Whenever the topic of security is mentioned in the context of cloud computing, it is usually discussed as the "big barrier" to adoption. The perceived or actual lack of security in the cloud makes it impossible for businesses to make the leap into this new computing paradigm. I propose a different perspective: Security will rescue cloud computing.
Service providers really have no option - they must do cloud even if they're not quite sure what it is. The hype has made it inevitable. So most providers are cobbling together some sort of infrastructure-as-a-service (IaaS) offering. At first, theses IaaS clouds are offered as alternatives to traditional hosting, but all providers clearly expect IaaS to replace traditional hosting in all but the rarest of use cases. Should service providers be delighted about these developments?
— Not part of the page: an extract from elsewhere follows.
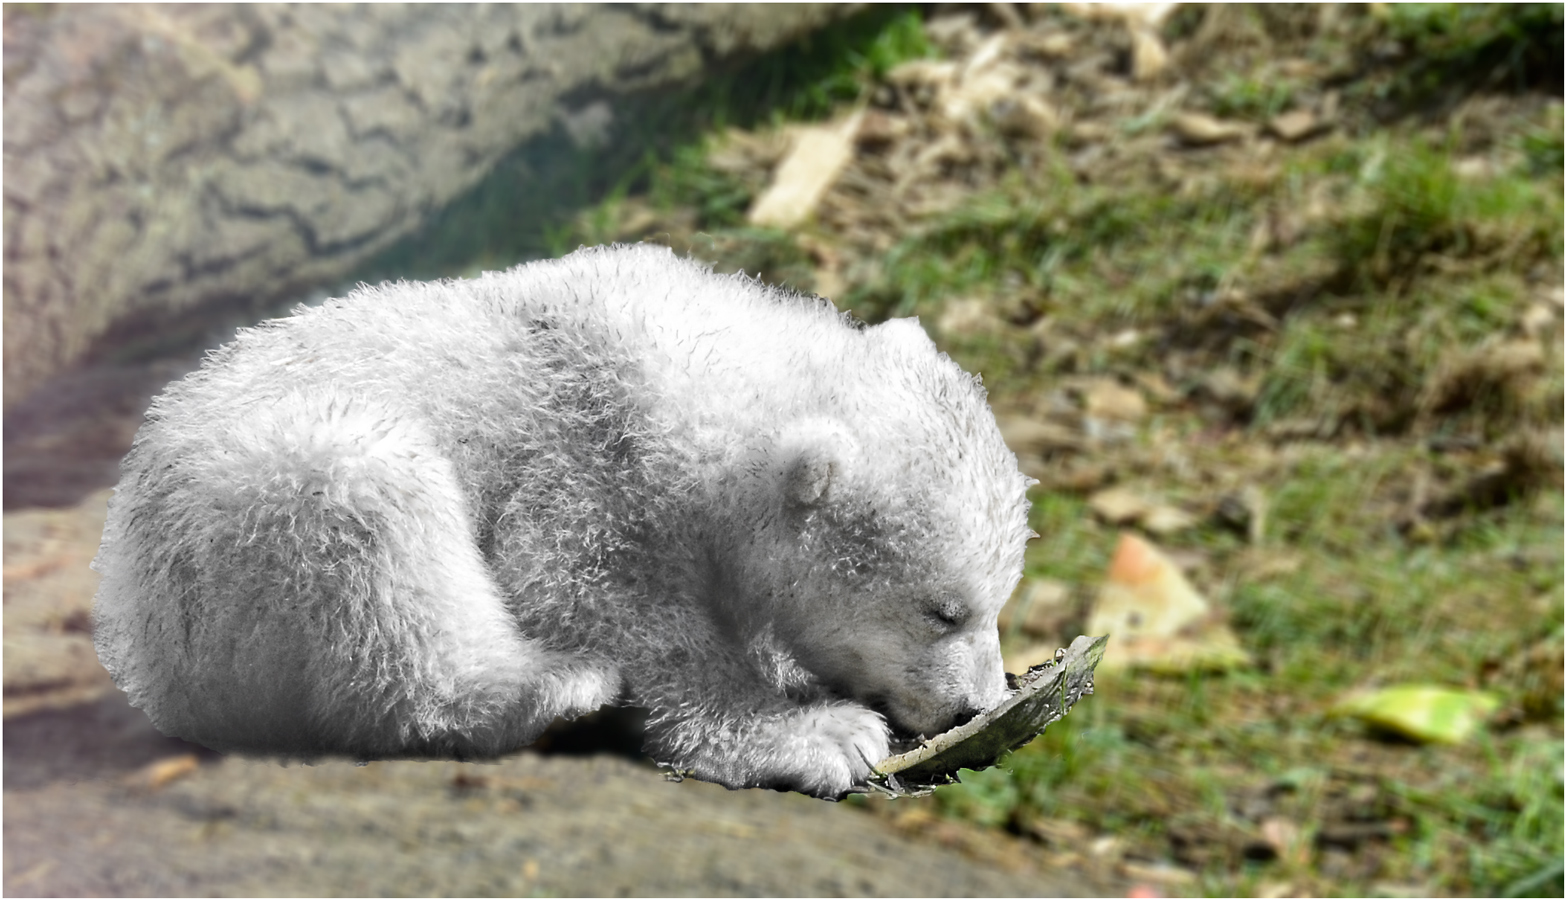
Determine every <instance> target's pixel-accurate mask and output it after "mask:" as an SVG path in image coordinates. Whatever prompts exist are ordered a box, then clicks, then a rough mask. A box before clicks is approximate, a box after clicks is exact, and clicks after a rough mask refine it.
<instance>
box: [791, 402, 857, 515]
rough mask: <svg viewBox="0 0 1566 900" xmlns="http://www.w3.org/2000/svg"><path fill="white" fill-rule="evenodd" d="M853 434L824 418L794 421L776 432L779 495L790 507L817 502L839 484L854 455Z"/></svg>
mask: <svg viewBox="0 0 1566 900" xmlns="http://www.w3.org/2000/svg"><path fill="white" fill-rule="evenodd" d="M857 446H858V445H857V443H855V440H853V435H852V434H850V432H849V430H847V429H846V427H843V424H841V423H838V421H833V419H828V418H808V419H803V421H796V423H794V424H792V426H789V427H786V429H785V430H783V434H781V435H778V455H777V459H778V463H780V466H778V468H780V470H781V474H783V498H785V501H786V502H788V504H789V506H794V507H813V506H821V504H822V502H825V501H827V499H830V498H832V493H833V488H836V487H841V485H843V479H844V477H847V474H849V470H850V468H852V465H853V459H855V455H857V452H855V449H857Z"/></svg>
More likely terrified, if they really look at the economics of cloud.
Cloud computing may be hard to define but its economic characteristics are pretty clear: It represents the ultimate commoditisation of computing, removing most if not all differentiation between offerings and turning all computing into homogeneous bundles of gigahertz, gigabytes and gigabits/sec. On top of commoditisation, the cloud encourages the development of mega-scale data centres and enormous concentrations of processing. Economies of scale, combined with lean and mean operations will push cloud-computing providers into a relentless race to the ... bottom. Mega-scale meets pico-profits.
You have to wonder what service providers are thinking while they publicly embrace cloud with glee and jump on the bandwagon. Many are piloting IaaS offerings based on the exact same software stack by a single virtualisation vendor. Their future is one of 10,000 identical mega-marts of computing, all offering cutthroat prices trying to squeeze out profit by running just a bit leaner than the competition. All at the mercy of any swing in electricity prices, which can wipe out their entire margin. Ironically, some of the same providers that have spent two decades trying to elevate themselves above the "dumb pipe" are now rushing to become yet another provider of "dumb chips."
So what is the role of security in all this? Security is like a liquor licence to a restaurant - an opportunity to up-sell each customer with a high-profit margin product to balance out the dismal or loss-leading margins of the core product. Security is the single most profitable differentiator that a service provider can add to IaaS to have any hope of making money. Security is brand-sensitive, labour-intensive, infinitely customisable and difficult to scale. That makes security the perfect differentiator that can add value to a bland IaaS offering. Service providers can either roll their own or resell third-party services taking a cut or even charging "portal fees" for access to their customers. To extend the liquor license metaphor, the service providers can pick the "house wine and beer" approach or the full sommelier and wine cellar service.
It's either that or the competitive wastelands of mega-scale at pico-profits. "For an extra $1 you can get double the GB for your GHZ, should I super-size it, sir?"